柳溶月用力搖頭,斬釘截鐵:“那不可能!日子沒到呢!”
聽了這話,在場的所有丫鬟們齊齊倒吸了口涼氣,眾人詭異地看向少爺。
歌玲更是小臉兒泛紅,眼神崇敬:“姑爺果然是個體貼人兒,連小姐這么私密的事兒都知道得清清楚楚。”
柳溶月尬笑一聲,偏過腦袋猛搔額頭。
然后她就見詩素滿臉嫌棄地目視遠方,人家已經看不上自己了。
墨棋得罪過少奶奶,有心描補,她上前一步:“少爺,天都黑了,您去勸勸少奶奶,讓她早些回來吧。”
聽著窗外冷風呼嘯,料來現在是個凍手凍腳的天氣,再想想蘇旭出門時的嚴峻臉色,柳溶月為難地撥拉腦袋:“我才不去找他!憑什么啊?又不是我惹他發火的!誰惹他誰去!”
緗琴訥訥后退,滿臉發慌:“我……我也只是笑了一聲而已啊!我還是朝大少爺笑的!我怎么知道少奶奶會發火?”
詩素嘆口氣:“小……姑爺啊!少奶奶哪里是跟緗琴發火?人家是為你犯性!這事兒你不去平不了!”
柳溶月后退兩步:“他太厲害……我可不敢……”
丹畫“嘖”了一聲:“有道是咬人的狗不叫喚!別看少奶奶天天跟您‘吱哇喬叫’的,這些天她究竟把您如何了?挨罵您給她個耳朵聽著不就完了?”
柳溶月滿臉躊躇地看著小狗八斗:“你說咬人的狗不叫?這規矩八斗知道,少奶奶明白嗎?”
小狗八斗似不樂意,它朝柳溶月低低吠了兩聲,自顧扭頭跑掉了。
柳溶月愁眉苦臉:“你看,叫喚的都不聽我的,何況那個不叫喚的呢?”
然后,她就讓這屋里最擔心“自己”的歌玲不由分說地往外推。
歌玲的聲音恁地動聽:“天寒地凍的,我們小姐今天是有點兒任性,可小姐還給您家花了那么多錢呢!這世上還有花錢的不是嗎?姑爺多擔待吧!”
說著,歌玲居然有些羞澀地對著自己嬌了聲音:“誰不知道姑爺是個溫存人兒?為了小姐的名節,您什么惡名都敢擔,我們都明白!您斷然不會負了小姐!好姑爺,快去吧!”

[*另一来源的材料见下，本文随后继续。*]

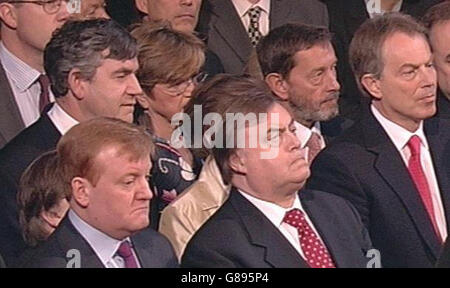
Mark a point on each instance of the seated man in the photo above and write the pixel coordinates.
(393, 165)
(43, 199)
(91, 65)
(266, 221)
(105, 163)
(299, 65)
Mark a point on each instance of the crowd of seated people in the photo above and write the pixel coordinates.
(224, 133)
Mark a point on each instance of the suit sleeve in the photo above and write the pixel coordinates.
(331, 174)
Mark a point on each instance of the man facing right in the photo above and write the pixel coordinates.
(393, 165)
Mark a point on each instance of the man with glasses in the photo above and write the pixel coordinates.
(26, 28)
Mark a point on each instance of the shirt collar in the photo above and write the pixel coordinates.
(21, 74)
(272, 211)
(104, 246)
(61, 119)
(304, 133)
(242, 6)
(399, 135)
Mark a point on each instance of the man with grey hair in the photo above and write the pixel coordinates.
(91, 65)
(393, 164)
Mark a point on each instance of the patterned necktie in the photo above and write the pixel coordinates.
(315, 252)
(314, 146)
(126, 253)
(44, 97)
(420, 180)
(253, 29)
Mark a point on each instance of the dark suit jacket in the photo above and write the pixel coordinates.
(239, 235)
(11, 122)
(40, 137)
(443, 106)
(363, 166)
(228, 38)
(345, 18)
(152, 249)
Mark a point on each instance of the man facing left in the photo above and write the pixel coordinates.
(105, 163)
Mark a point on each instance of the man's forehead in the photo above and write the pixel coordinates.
(114, 65)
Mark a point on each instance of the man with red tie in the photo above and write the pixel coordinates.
(106, 164)
(266, 222)
(299, 65)
(393, 164)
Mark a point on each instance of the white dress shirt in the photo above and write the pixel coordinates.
(61, 119)
(24, 84)
(276, 215)
(400, 138)
(372, 8)
(242, 7)
(104, 246)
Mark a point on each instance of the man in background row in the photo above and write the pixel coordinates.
(25, 30)
(437, 20)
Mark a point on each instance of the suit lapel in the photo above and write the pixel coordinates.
(440, 161)
(279, 252)
(11, 120)
(69, 238)
(392, 169)
(229, 26)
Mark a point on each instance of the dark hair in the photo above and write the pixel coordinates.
(276, 50)
(83, 45)
(366, 47)
(229, 94)
(41, 188)
(437, 13)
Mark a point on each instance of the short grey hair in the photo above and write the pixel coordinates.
(83, 45)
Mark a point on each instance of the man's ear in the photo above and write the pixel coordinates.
(237, 162)
(142, 5)
(372, 85)
(81, 188)
(77, 84)
(278, 85)
(8, 15)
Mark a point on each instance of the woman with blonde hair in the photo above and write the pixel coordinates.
(169, 65)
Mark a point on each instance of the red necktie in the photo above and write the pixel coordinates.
(420, 180)
(314, 146)
(126, 253)
(44, 97)
(315, 252)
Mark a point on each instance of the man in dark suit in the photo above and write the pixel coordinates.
(345, 18)
(392, 165)
(265, 222)
(107, 224)
(183, 16)
(86, 84)
(299, 65)
(23, 39)
(437, 20)
(226, 24)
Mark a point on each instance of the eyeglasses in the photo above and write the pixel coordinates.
(50, 7)
(179, 89)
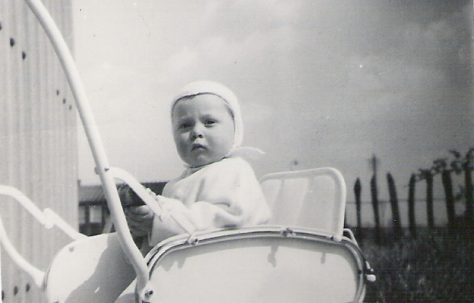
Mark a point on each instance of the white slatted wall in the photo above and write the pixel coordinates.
(38, 145)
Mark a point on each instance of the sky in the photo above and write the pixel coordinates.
(321, 83)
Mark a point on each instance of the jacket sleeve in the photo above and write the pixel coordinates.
(233, 199)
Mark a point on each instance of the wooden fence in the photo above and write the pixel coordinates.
(411, 205)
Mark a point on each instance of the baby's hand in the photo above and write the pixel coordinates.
(140, 220)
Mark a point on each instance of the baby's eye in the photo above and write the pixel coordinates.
(210, 122)
(184, 125)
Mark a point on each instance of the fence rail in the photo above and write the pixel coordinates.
(412, 213)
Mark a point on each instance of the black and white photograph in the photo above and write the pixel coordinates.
(236, 151)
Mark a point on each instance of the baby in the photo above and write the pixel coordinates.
(218, 188)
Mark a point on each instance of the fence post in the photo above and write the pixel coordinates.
(375, 205)
(468, 187)
(448, 190)
(429, 199)
(357, 191)
(411, 205)
(392, 190)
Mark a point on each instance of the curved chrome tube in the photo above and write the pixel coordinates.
(144, 289)
(47, 218)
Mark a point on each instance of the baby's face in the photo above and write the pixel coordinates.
(203, 129)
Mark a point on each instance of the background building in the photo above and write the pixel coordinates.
(38, 140)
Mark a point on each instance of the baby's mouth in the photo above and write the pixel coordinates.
(197, 147)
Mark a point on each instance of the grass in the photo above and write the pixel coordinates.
(437, 266)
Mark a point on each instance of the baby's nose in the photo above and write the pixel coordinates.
(196, 133)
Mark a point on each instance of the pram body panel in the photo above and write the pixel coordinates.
(89, 270)
(259, 264)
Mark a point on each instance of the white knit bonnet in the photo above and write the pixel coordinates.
(210, 87)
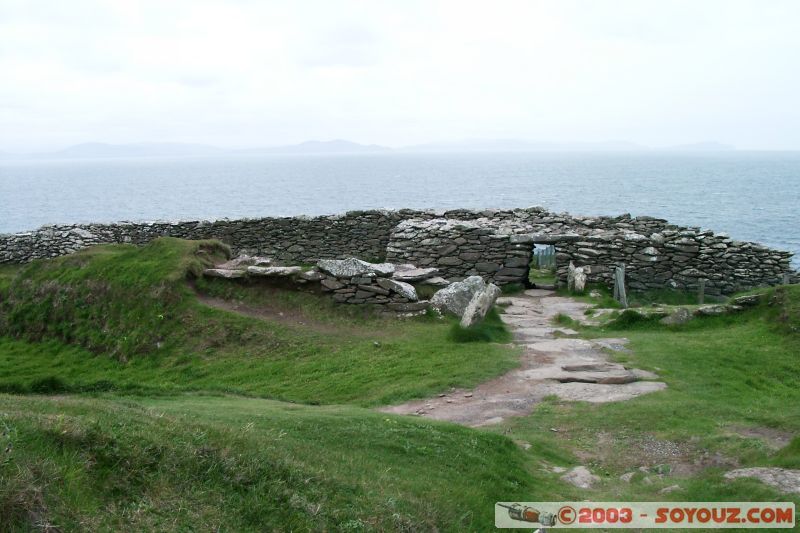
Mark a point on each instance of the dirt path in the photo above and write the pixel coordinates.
(552, 364)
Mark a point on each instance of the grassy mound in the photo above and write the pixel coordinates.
(119, 300)
(124, 318)
(216, 463)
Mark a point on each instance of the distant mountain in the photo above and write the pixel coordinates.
(102, 150)
(337, 146)
(515, 145)
(705, 146)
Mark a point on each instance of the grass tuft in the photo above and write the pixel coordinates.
(491, 329)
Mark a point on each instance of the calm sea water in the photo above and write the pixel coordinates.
(751, 195)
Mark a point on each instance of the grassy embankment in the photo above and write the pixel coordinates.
(123, 318)
(121, 331)
(147, 453)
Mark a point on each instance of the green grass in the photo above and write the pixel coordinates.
(219, 463)
(123, 318)
(491, 329)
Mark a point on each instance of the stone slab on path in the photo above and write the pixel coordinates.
(571, 368)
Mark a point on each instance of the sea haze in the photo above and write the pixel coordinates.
(751, 195)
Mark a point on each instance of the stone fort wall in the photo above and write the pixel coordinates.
(496, 244)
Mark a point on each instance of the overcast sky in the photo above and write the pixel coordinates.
(259, 73)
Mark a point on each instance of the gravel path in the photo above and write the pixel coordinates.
(553, 363)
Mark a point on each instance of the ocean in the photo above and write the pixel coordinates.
(750, 195)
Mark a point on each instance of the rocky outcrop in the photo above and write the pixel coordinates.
(469, 300)
(350, 267)
(455, 298)
(480, 304)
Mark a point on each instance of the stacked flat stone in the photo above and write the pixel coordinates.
(494, 244)
(353, 281)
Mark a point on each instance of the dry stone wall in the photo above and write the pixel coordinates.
(296, 240)
(495, 244)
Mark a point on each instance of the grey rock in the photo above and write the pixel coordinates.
(436, 282)
(273, 271)
(456, 297)
(748, 300)
(227, 273)
(332, 284)
(480, 304)
(409, 307)
(679, 316)
(348, 268)
(413, 274)
(400, 287)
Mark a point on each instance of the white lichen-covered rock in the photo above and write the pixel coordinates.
(242, 261)
(228, 273)
(456, 297)
(311, 275)
(400, 287)
(350, 267)
(274, 271)
(576, 278)
(411, 273)
(435, 282)
(479, 305)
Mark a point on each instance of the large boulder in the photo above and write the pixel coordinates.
(350, 267)
(456, 297)
(480, 304)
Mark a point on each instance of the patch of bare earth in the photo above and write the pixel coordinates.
(552, 363)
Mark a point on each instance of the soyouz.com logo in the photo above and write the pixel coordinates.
(664, 515)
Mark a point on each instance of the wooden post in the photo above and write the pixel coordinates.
(619, 286)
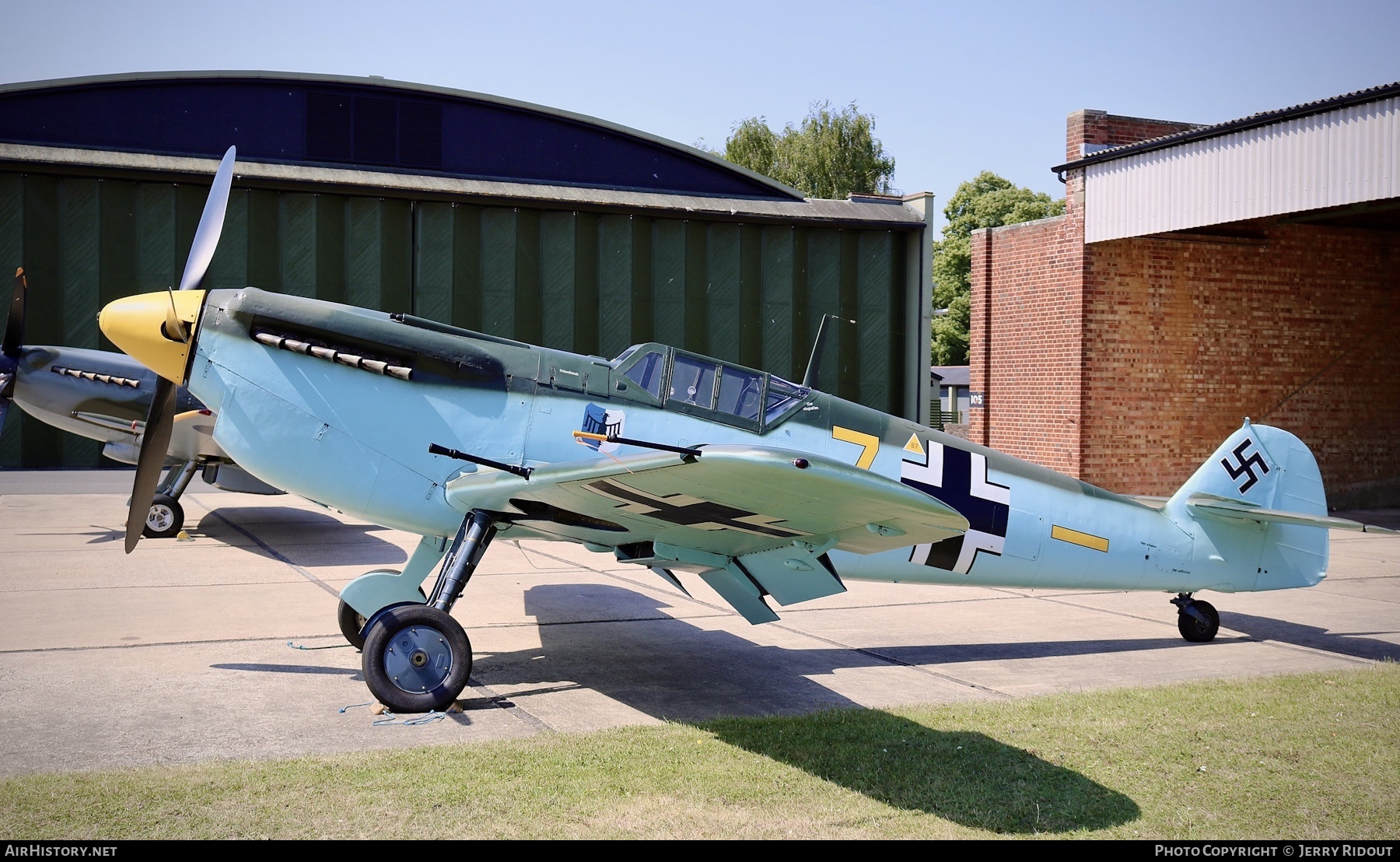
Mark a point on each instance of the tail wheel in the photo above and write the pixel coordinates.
(164, 520)
(416, 658)
(1196, 630)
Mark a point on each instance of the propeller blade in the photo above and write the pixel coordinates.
(156, 443)
(210, 224)
(14, 326)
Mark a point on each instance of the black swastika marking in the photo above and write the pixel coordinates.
(1246, 465)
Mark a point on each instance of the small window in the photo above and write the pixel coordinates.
(647, 373)
(692, 381)
(741, 392)
(783, 396)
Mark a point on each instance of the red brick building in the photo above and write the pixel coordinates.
(1202, 275)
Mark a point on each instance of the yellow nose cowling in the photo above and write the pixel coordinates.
(142, 328)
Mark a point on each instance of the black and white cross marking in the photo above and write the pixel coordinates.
(1245, 465)
(959, 479)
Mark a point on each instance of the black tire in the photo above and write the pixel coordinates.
(352, 623)
(166, 518)
(416, 658)
(1196, 632)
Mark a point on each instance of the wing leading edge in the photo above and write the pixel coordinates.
(751, 521)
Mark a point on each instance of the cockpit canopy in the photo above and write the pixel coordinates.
(703, 387)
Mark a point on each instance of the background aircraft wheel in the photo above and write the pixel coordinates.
(164, 520)
(352, 623)
(416, 658)
(1195, 630)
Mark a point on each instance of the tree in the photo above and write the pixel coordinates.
(985, 201)
(831, 154)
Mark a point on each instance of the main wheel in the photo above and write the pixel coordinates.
(352, 623)
(416, 658)
(1195, 630)
(164, 520)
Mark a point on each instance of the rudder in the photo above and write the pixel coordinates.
(1270, 469)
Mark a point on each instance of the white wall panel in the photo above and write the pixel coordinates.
(1340, 157)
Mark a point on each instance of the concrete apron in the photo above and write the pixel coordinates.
(178, 653)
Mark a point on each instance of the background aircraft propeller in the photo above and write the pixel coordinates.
(160, 419)
(13, 343)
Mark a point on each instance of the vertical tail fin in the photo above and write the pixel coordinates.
(1265, 468)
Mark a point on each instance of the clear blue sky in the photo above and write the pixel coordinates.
(955, 89)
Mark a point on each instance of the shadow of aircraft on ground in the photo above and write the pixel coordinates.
(1267, 629)
(961, 776)
(293, 529)
(622, 644)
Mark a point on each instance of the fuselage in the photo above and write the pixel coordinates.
(339, 405)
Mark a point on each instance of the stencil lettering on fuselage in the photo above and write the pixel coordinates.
(959, 479)
(600, 420)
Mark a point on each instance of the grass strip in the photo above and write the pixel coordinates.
(1314, 756)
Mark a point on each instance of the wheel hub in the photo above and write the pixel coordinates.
(160, 518)
(418, 660)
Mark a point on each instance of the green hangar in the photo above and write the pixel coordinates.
(475, 210)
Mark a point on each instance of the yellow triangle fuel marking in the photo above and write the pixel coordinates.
(913, 445)
(868, 443)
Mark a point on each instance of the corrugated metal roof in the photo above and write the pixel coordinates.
(1308, 161)
(1253, 121)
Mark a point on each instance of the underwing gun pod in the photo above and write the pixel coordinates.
(772, 493)
(105, 396)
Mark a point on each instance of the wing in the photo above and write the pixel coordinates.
(752, 521)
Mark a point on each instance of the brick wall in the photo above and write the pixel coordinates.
(1113, 131)
(1126, 363)
(1287, 324)
(1027, 339)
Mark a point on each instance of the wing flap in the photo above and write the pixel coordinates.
(733, 500)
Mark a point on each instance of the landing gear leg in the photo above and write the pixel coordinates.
(1196, 618)
(167, 517)
(416, 657)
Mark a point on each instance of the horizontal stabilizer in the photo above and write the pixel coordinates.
(1211, 504)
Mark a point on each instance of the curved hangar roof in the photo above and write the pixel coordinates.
(367, 124)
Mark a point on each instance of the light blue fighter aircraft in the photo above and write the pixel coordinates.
(769, 492)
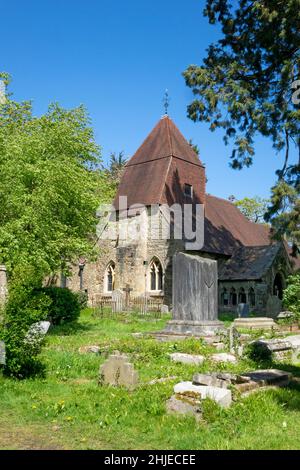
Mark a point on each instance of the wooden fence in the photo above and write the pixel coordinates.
(140, 304)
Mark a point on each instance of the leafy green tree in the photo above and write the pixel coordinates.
(116, 166)
(50, 186)
(291, 295)
(245, 87)
(254, 208)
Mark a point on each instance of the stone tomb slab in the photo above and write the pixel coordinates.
(255, 323)
(268, 377)
(221, 396)
(118, 371)
(183, 358)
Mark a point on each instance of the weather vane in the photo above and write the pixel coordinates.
(166, 101)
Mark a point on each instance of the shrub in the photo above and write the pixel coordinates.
(64, 307)
(291, 295)
(23, 308)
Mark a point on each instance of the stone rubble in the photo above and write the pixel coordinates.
(187, 358)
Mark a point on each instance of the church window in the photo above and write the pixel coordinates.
(188, 190)
(233, 297)
(224, 297)
(156, 275)
(242, 296)
(251, 297)
(110, 277)
(278, 286)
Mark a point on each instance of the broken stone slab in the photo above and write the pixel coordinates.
(294, 340)
(268, 377)
(255, 323)
(37, 331)
(224, 357)
(218, 379)
(89, 349)
(183, 405)
(2, 353)
(187, 358)
(162, 380)
(279, 349)
(221, 396)
(219, 346)
(118, 371)
(285, 315)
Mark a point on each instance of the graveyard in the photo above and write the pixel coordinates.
(69, 407)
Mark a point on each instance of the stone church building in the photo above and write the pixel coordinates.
(164, 171)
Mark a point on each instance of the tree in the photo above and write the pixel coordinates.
(253, 208)
(246, 86)
(116, 166)
(291, 295)
(49, 191)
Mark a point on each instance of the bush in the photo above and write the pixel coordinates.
(64, 307)
(23, 308)
(291, 295)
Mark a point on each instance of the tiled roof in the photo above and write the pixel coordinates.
(159, 169)
(249, 263)
(226, 228)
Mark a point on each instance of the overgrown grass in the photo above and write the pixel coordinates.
(68, 409)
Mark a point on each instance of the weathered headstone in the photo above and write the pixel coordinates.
(195, 297)
(127, 291)
(184, 405)
(274, 306)
(37, 331)
(2, 353)
(3, 284)
(243, 310)
(118, 371)
(117, 298)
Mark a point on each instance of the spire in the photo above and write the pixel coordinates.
(166, 101)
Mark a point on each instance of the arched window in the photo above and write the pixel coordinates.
(224, 297)
(156, 275)
(242, 296)
(251, 297)
(233, 297)
(110, 277)
(278, 286)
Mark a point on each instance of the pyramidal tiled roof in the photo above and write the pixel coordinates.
(157, 172)
(164, 141)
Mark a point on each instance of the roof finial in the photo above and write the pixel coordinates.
(166, 101)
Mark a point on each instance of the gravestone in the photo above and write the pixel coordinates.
(2, 354)
(3, 284)
(127, 291)
(117, 298)
(195, 297)
(243, 310)
(118, 371)
(37, 331)
(274, 306)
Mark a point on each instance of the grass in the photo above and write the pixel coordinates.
(67, 409)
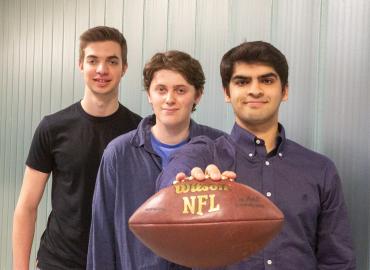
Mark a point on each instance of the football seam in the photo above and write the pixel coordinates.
(206, 222)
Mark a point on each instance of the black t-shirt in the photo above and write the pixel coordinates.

還沒等柳溶月想明白,從小和她一起長大的歌玲如何突然羞答答的?她整個人已被早不耐煩的詩素推搡出門。詩素在她背后嘟嘟囔囔地抱怨:“如今你也是七尺高的漢子!家中的事情要擔起來才像個樣兒!快去把人找回來!”
屋里的丫頭們不住點頭,齊心協力“咣”一聲把大門死死關嚴。
那意思勸不回來少奶奶,少爺您也別進屋了。
在那個凜冽寒冬的夜晚,大少爺柳溶月被所有丫頭從暖和屋里轟了出來,頓成孤家寡人。
涼風一抽,身子一縮。
唯小狗八斗“啪嘰啪嘰”地跟在她身邊,似個忠犬,不離不棄。
柳溶月愁苦地把胳膊揣到袖子里:“冷啊,太冷了。”
八斗同情地“汪”了一聲。
她慢吞吞地往前走,心中好生腹誹:蘇旭!誰也沒招你,你發什么火啊?發火就發火吧,發火如何還要跑出來!跟個娘們兒似的!
額……你別說,他現在好像就是個娘們兒……
想到這里,柳溶月唉聲嘆氣地勉強自己挺胸抬頭,帶著八斗站在院子里極目四望:蘇旭呢?他不會又開角門溜出去了吧?不會吧!我看他出門的時候還穿著軟緞子小繡花鞋呢,這可怎么出門?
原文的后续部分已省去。